Opinion
March 8, 1999
Appeal from the Supreme Court, Queens County (Milano, J.).
Ordered that the order and judgment is affirmed, with costs.
On his motion for summary judgment, the defendant established a prima facie case that the plaintiff did not sustain a serious injury within the meaning of Insurance Law § 5102 (d), in the subject automobile collision ( see, Gaddy v. Eyler, 79 N.Y.2d 955). In opposition to the defendant's motion, the plaintiff submitted, inter alia, numerous reports which were not in admissible form ( see, Grasso v.

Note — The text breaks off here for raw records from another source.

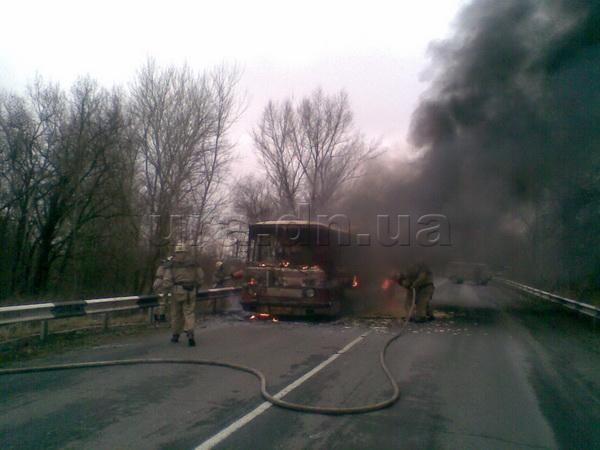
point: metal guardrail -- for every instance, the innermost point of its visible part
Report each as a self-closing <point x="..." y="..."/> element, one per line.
<point x="583" y="308"/>
<point x="60" y="310"/>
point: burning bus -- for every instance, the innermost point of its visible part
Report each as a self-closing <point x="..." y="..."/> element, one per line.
<point x="297" y="268"/>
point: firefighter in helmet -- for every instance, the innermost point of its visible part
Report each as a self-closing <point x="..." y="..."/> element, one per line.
<point x="420" y="278"/>
<point x="181" y="278"/>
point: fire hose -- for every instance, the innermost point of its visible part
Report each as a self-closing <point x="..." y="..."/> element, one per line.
<point x="258" y="374"/>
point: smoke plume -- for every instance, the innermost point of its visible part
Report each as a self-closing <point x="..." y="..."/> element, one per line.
<point x="509" y="132"/>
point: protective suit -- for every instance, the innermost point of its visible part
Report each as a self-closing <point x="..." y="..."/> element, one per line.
<point x="181" y="278"/>
<point x="157" y="288"/>
<point x="420" y="278"/>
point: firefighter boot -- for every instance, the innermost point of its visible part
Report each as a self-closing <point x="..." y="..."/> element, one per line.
<point x="191" y="340"/>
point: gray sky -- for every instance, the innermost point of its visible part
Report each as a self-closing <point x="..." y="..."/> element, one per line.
<point x="375" y="50"/>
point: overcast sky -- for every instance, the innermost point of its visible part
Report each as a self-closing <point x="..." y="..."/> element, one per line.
<point x="375" y="50"/>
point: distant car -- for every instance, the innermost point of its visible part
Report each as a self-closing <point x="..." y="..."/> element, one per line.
<point x="459" y="272"/>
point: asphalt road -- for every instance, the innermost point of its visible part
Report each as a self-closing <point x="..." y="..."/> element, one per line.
<point x="493" y="371"/>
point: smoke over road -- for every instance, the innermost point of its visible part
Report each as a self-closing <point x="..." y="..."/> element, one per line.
<point x="510" y="140"/>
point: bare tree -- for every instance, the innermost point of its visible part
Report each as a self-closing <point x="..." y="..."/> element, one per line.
<point x="329" y="149"/>
<point x="274" y="140"/>
<point x="181" y="120"/>
<point x="252" y="200"/>
<point x="310" y="151"/>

Angerami, 79 N.Y.2d 813, 814; Craft v. Brantuk, 195 A.D.2d 438; Gleason v. Huber, 188 A.D.2d 581), and an affirmation of Dr. Philip Taylor, which failed to state what, if any, objective tests were performed to determine the range of motion of the plaintiff's cervical spine ( see, Lincoln v. Johnson, 225 A.D.2d 593; Giannakis v. Paschilidou, 212 A.D.2d 502; Antoniou v. Duff, 204 A.D.2d 670). The plaintiff's affidavit merely contained subjective complaints of pain. The opposition was therefore insufficient to raise a triable question of fact on the issue ( see, Scheer v. Koubek, 70 N.Y.2d 678; Iglesias v. Inland Freightways, 209 A.D.2d 479).
Mangano, P. J., Santucci, Krausman and Florio, JJ., concur.